ハビビ氏によれば、S&P500への採用は「ブラックロックやバンガード、ステート・ストリートなどが運用するインデックスファンドがコインベースに資本を配分せざるを得なくなる」ことを意味し、「仮想通貨ネイティブ企業に対するパッシブ投資が一気に流入する」ことにつながる。

100億ドル規模の資金流入も?

では、コインベースにどの程度の資金が流入するのか。S&P ダウ・ジョーンズ・インデックスによると、2024年時点でS&P500に連動する運用資産は約10兆ドルに達している

ハビビ氏は、コインベースの指数ウェイトがわずか0.1%であったとしても、「積極的に仮想通貨に投資していない投資家からも100億ドルの資金流入が期待できる」と分析する。

この出来事は、規制遵守、事業運営の成熟性、そして長期的ビジョンを備えた仮想通貨企業が、株式市場から正当な評価を受ける時代に突入したことを示している。

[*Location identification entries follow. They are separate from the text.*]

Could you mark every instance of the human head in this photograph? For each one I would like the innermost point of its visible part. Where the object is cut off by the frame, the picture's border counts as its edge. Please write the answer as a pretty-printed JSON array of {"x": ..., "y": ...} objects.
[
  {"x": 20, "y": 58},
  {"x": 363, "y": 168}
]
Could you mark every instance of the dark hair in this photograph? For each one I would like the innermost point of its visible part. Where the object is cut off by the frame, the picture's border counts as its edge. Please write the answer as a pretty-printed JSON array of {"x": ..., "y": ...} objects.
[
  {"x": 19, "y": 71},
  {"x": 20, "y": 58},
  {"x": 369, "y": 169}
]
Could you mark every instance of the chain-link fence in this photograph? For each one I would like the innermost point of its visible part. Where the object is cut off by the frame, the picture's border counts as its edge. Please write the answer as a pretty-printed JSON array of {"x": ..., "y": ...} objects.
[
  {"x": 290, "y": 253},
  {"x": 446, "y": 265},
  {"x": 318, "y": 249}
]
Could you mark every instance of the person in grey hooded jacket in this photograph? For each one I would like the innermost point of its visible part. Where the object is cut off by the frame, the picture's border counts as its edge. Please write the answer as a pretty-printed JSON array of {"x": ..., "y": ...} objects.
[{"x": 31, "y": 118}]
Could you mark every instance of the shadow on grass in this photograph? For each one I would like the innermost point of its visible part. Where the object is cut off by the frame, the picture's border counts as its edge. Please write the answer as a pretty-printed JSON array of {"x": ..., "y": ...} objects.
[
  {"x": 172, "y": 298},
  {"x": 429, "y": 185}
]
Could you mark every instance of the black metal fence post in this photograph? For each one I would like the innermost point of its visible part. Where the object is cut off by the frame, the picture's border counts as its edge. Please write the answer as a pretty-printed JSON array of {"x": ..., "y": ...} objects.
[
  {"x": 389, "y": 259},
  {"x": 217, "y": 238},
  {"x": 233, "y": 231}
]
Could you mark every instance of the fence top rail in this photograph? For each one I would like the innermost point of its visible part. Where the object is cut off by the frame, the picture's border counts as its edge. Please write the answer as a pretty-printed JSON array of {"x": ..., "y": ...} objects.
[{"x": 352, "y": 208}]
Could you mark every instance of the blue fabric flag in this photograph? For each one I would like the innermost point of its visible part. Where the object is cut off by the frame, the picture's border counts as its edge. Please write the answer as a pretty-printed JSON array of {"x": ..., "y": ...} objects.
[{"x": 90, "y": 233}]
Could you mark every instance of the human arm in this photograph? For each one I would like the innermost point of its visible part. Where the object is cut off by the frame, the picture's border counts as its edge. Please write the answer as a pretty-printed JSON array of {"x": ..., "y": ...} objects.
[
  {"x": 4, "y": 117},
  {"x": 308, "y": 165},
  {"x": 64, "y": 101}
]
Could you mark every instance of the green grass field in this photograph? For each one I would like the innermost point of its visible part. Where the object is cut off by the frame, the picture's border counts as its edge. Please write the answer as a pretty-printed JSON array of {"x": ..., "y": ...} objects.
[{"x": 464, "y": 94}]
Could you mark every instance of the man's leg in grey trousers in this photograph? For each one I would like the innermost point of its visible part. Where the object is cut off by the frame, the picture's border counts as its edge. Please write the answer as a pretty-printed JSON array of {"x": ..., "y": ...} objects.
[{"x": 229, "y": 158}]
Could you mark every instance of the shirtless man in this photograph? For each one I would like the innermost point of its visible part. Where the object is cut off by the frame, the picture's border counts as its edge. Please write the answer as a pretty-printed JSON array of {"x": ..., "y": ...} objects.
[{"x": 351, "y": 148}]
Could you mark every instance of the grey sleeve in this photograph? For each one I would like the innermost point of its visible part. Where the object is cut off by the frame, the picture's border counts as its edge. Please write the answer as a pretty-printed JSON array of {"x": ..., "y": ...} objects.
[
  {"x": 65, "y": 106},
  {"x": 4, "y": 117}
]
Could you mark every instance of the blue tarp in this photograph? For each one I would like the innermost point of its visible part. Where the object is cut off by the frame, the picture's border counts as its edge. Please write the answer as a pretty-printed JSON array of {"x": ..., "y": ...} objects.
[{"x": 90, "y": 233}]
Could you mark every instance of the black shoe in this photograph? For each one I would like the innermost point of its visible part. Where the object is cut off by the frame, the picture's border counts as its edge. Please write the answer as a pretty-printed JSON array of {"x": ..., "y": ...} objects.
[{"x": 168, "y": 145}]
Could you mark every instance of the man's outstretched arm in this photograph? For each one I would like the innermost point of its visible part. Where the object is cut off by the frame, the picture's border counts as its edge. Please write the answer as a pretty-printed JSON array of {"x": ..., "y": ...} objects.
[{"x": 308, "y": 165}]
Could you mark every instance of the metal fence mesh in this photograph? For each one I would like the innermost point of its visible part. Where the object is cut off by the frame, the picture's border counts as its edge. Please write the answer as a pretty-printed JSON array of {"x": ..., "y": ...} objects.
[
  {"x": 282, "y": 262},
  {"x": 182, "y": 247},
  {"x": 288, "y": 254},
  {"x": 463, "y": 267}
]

「この動きは、サークル、チェイナリシス、ファイアブロックスといった企業の上場や、将来的な指数入りへの道を開き、機関投資家向けの仮想通貨金融企業の新たな波を引き起こす可能性がある」とハビビ氏は付け加えた。

仮想通貨と伝統金融の融合は進行中か?

仮想通貨と伝統的金融の融合をめぐっては意見が分かれる。サンタクララ大学のファイナンス准教授ソヨン・キム氏は「仮想通貨は経済全体の中では依然として小規模であり、今後の融合は、ブロックチェーンプロトコルやトークン化の採用拡大を通じた形になるだろう」と慎重な姿勢を示した。

一方、オッペンハイマーのオーウェン・ラウ氏は「ロビンフッドとビットスタンプ、クラーケンとニンジャトレーダー、リップルとヒドゥン・ロードといった例はすでに融合が進んでいることを示している」と述べた。

ケナード氏も「完全な融合には至っていないが、分離の段階はすでに過ぎた」とし、最近のギャラクシー・デジタルのナスダック上場や、複数ETFにおけるコインベースのカストディアンとしての役割を例に挙げた。「規制の明確化はまだ進行中だが、機関投資家向けのレールは急速に整備されている」と語った。

JPモルガンのOnyxやナスダックのカストディインフラ、ペイパルによるステーブルコイン「PYUSD」など、既存の大手金融機関もブロックチェーン技術の採用を進めており、これもまた「競合」から「共進化」への転換を象徴しているとハビビ氏は分析する。

次にS&P500入りする仮想通貨企業は?

コインベースのS&P500入りを受けて、他の仮想通貨企業が続くかという問いに対しては懐疑的な見方が多い。

インディアナ大学ケリー・スクール・オブ・ビジネスのラッセル・ローズ氏は、「S&P500では同業他社が交代で採用される傾向があり、今回はディスカバー・ファイナンシャルの代わりにCOINが加わった」と指摘した。

ストラテジー(MSTR)は時価総額では基準を満たしているものの、収益面で要件を満たしておらず、「現時点では該当しない」とキム氏は述べた。また、ジェミニは非上場のままで、直近の資金調達評価額を踏まえても「遠い存在」と評された。

今後、他のS&P500構成企業がブロックチェーン/仮想通貨サービスを採用するほうが、仮想通貨企業そのものの指数入りよりも早いだろうという見方も多い。とはいえ、今回のコインベースの採用は、仮想通貨業界全体にとって大きな転換点となったことは間違いない。